Rehan Mudannayake (trained at the University of Kent) is a young filmmaker with an abundance of talent and creative flair. His film, ELEPHANT, won silver (in the short film category) at the 2016 Jakarta international film festival – a terrific achievement given that it was his debut movie.

Here is Rehan talking about his project:
“I released ELEPHANT in December 2015. I spent a few years working on that… you know … writing, filming, editing, etc. I had three screenings in Colombo. The initial preview was at the Harold Pieris Gallery. Then there were two subsequent screenings on the same night, back to back, at the British Council. There was one screening in Jaffna as well.  In a nutshell, the film is about a young man who travels down south to clean out his deceased aunt’s house and comes across a series of postcards that reveal something he’s not meant to know. It’s a short, off-beat movie with a little twist at the end.”
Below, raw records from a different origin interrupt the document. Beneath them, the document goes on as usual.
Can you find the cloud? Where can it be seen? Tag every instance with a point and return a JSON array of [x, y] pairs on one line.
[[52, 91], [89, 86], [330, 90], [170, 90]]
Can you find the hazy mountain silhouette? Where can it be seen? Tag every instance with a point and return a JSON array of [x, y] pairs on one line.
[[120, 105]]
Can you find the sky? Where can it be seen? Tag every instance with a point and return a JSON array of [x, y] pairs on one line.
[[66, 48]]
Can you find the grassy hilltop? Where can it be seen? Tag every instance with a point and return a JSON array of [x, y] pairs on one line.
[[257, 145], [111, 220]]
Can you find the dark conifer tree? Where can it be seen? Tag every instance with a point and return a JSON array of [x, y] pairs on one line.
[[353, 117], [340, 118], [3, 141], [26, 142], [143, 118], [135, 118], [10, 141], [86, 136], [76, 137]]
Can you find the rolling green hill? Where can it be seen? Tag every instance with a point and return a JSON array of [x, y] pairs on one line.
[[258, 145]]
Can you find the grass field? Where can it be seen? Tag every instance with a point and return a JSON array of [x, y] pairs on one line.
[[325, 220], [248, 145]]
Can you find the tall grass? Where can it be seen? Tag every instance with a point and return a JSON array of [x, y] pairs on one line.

ELEPHANT was made in English and has a distinct urban setting. In this regard, it is different from other Sri Lankan movies (short or full-length). As he explains: “Virtually all the Sri Lankan movies made so far are focused on villages or the war or the suburbs.

rehan-mudannayake-1While those stories are important in their own right, it is important to expand the industry’s repertoire in this post-war phase to include other narratives as well. ELEPHANT is a point of departure as it is set in the heart of Colombo and is focused on the westernized, upper-middle class – the English-speaking elite, so to speak. I am delighted it picked up an award at the Jakarta international film festival.”

This year Rehan has been busy working on a new film which began with the germ of an idea and culminated within a few months in a concrete product. “A dark, fast-paced short film, LADIES NIGHT is the story of a disturbed man who obsessively stalks and harasses his ex-girlfriend.” This, in essence, is the main theme. Like his debut movie, LADIES NIGHT also has an urban setting and explores the dark side of the English-speaking, upper-middle class. But the two films (both art-house movies) tackle fundamentally different themes.

Says Rehan: “My new film, like the previous one, deals with the same class of people. But it focuses on a different age group, that is to say, people in their early to mid-twenties. The film is about a regular night out in Colombo – LADIES NIGHT – where a group of friends are having some drinks and they are paid a visit by an unsavory person who happens to be the ex-boyfriend of one of the female characters.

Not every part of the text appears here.